Churches should use a wider variety of teaching strategies, especially in their adult classes.

Those who start exploring this idea, will quickly encounter something called active-learning.

As a heads-up, I’ll tell you that there are various misconceptions about what active-learning means, and it’s something of a buzzword. So be careful. And if you’re a pedagogy nerd, you might find it useful to learn about the constructivist pedagogy behind this term. For that, Virginia Richardson’s overview and evaluations of the constructivist movement is helpful.

But for those who just want to start experimenting , Cynthia J. Brame’s executive summary on active-learning is a great place to start.

But is it ever OK to Lecture? Of course, it is. As you expand your pedagogical repetoire, dont’ leave behind the lecture.

You might map active-learning activities and lecturing onto a distinction Mark Strom makes between conversation and communication. Covnersation involves “creating shared meaning,” whereas communication invovles “sharing created meaning”.

I don’t want to be precious about this. At a certain level communication and conversation are synonyms. Yet the distinction is not just playing with words. The bigger pciture is our assumptions about knowing and meaning.

Conversation is a tool often used in active-learning. Because, conversation not only allows knowledge to come about inductively, but, as Strom observes, the process tends to “be a doorway to new meaning and new knowledge” and the formation not only of single mind, but a community.

Conversation tends to assume that knowledge and meaning take shape through interaction. Conversations highlight how meaning is tied to relationship.

Communication, on the other hand is about “sharing created meaing”.
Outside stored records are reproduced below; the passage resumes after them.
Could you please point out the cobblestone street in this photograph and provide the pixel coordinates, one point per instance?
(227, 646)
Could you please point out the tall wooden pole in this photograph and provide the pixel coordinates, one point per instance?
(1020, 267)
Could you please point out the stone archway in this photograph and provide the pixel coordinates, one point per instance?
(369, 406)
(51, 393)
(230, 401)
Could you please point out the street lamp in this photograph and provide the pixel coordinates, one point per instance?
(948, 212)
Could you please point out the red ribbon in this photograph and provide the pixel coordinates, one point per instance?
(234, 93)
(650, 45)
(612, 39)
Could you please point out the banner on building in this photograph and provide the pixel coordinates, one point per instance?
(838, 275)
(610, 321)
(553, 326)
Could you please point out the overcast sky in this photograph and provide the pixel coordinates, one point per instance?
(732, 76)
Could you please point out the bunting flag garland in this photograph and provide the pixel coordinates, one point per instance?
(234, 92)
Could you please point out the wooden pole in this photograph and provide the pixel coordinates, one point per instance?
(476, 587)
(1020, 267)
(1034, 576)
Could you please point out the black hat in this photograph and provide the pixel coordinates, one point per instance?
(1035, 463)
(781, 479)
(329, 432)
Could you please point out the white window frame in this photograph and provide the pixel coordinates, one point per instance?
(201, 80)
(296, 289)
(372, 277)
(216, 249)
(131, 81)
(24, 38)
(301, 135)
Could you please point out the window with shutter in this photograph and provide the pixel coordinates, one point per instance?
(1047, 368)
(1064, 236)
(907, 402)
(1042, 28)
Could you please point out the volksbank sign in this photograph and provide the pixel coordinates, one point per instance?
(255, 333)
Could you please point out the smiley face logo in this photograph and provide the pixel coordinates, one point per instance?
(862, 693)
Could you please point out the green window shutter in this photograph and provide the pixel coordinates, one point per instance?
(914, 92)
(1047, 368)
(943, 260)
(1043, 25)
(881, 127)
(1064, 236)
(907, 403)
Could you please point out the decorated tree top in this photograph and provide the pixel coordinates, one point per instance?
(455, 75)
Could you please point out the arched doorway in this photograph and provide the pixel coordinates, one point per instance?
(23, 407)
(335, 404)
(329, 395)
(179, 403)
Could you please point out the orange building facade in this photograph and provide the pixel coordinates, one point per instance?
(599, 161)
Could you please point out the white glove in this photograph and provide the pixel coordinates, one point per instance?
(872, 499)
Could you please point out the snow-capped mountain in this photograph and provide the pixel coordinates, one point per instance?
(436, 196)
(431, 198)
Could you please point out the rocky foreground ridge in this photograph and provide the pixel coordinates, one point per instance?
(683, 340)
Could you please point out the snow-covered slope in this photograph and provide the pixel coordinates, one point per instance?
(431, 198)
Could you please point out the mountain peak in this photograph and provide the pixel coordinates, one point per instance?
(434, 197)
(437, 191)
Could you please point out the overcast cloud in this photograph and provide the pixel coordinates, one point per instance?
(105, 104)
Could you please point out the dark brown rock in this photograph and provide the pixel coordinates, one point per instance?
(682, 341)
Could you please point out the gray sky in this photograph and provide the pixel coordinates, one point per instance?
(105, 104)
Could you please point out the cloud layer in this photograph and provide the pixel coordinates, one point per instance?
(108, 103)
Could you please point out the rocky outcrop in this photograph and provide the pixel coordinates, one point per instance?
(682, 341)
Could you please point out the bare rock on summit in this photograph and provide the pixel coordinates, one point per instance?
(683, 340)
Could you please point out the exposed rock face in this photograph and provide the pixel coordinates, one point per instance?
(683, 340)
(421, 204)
[Communication] suggests there already exists some knowledage that others need to knjow. We need to communicate: clearly, concisely, and relevantly. This is crucial in every kind of enterprise. Sometimes things are straightforward, and the last thing we need is a never-endering process of consultation that’s supposed to deliver consensus. Communication tends to assume that knowledge and meaning are things to be discovered and passed on.

Lectures are perfectly suited for this, if they are engaging, and if the listeners know how to engage themselves in their listening.